Planter des arbres pour compenser ses émissions de CO2. L’idée séduit de plus en plus d’entreprises, encouragées en France par le label Bas Carbone.
Les entreprises, meilleures amies des arbres? Alors que la pression s’accroît sur le secteur privé pour décarboner l’activité, les firmes sont de plus en plus nombreuses à se tourner vers la plantation d’arbres pour séquestrer du carbone et compenser ainsi une partie de leurs émissions de gaz à effet de serre. Axa vient ainsi d’annoncer un investissement d’1,5 milliard d’euros en faveur de la forêt, dont 500 millions pour des projets de reforestation. En France, Orange vient également de signer un partenariat avec l’Alliance forêts bois, la plus grande coopérative de forestiers française, pour planter des arbres dans une trentaine de sites un peu partout en France métropolitaine. Des projets rendus possible par le label Bas carbone, créé par le ministère de la Transition écologique en 2019.
Exemple société Orange
L’entreprise a déjà commencé à financer des énergies renouvelables, pour éviter des émissions. L’autre solution consiste à capter le carbone émis en plantant des arbres. Après quelques premiers projets dans les pays en pointe sur le sujet, notamment au Sénégal, Orange se lance cette fois en France avec la plantation de 260.000 arbres en métropole, de quoi absorber 32.000 tonnes de CO2, avec un partenaire de confiance, pionnier des puits de carbone en France.

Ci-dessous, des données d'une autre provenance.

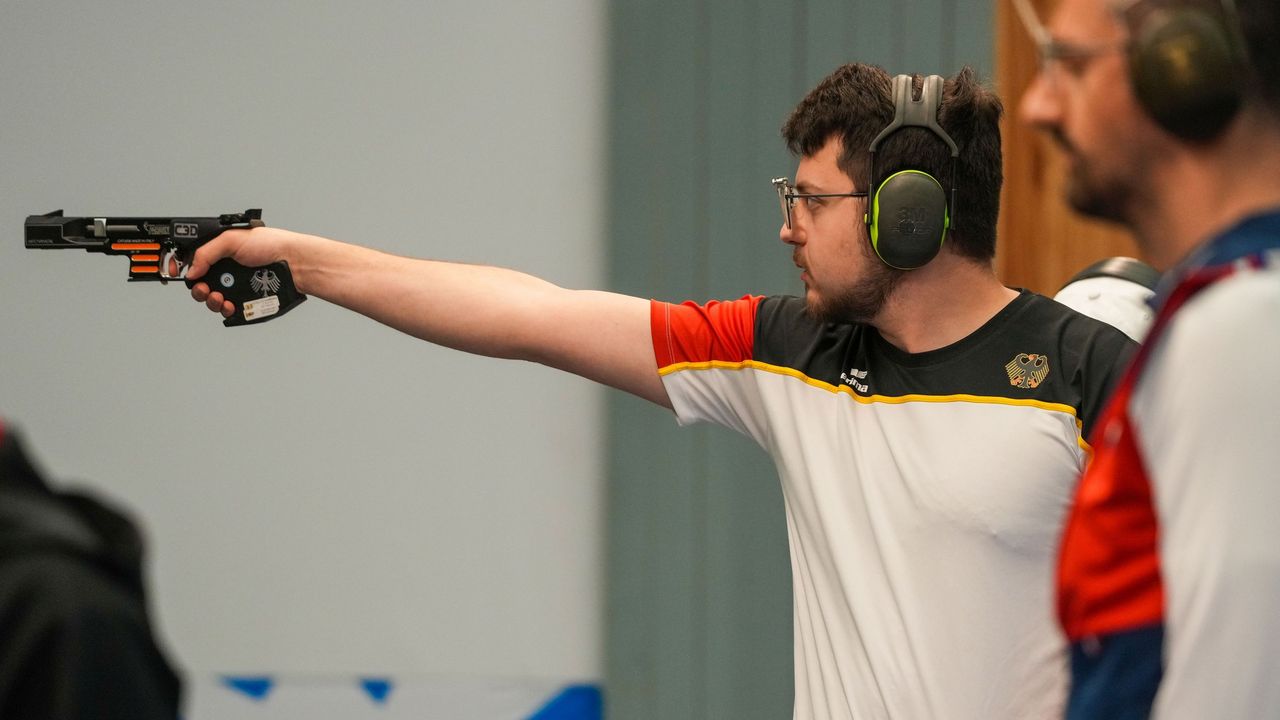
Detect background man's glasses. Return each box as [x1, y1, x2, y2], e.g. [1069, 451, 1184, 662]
[773, 178, 867, 229]
[1014, 0, 1132, 81]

Pas question de servir le greenwashing des boîtes
Car toutes les formes de compensation ne se valent pas. Les ONG ont longtemps été vent debout contre des projets forestiers contre-productifs, nocifs pour la biodiversité et perçus comme une autorisation à continuer d’émettre sans compter. Tout ce que veut éviter Orange, qui assure « ne pas acheter de droits à polluer », ou des développeurs de projets spécialisés comme PUR Projet. Cette entreprise sociale développe des projets d’agroforesterie -la plantation d’arbres en écosystème avec des terres agricoles, en partenariat avec de petits producteurs-, majoritairement dans des pays en développement, pour le compte d’entreprises souhaitant compenser une partie de leurs émissions carbone, à l’image de Nespresso.
« Nous voulons réconcilier les entreprises avec la nature, indique Tristan Lecomte, fondateur de PUR Project. Les arbres sont au cœur des stratégies net zéro carbone ». Et pas question de servir le greenwashing des boîtes. La compensation ne doit pas empêcher l’entreprise de réduire ses émissions, mais l’un ne va pas sans l’autre, estime Tristan Lecomte: « Il faut les deux. Je ne connais aucune entreprise qui veut émettre pour rien et qui s’engage dans la compensation sans réduction. Si vous compensez sans réduire, c’est la double peine, vous devez payer beaucoup plus cher pour compenser 100% vos émissions. Celles qui disent vouloir d’abord réduire avant de voir s’il sera nécessaire de compenser, souvent ne veulent surtout dépenser d’argent dans la compensation », analyse l’entrepreneur.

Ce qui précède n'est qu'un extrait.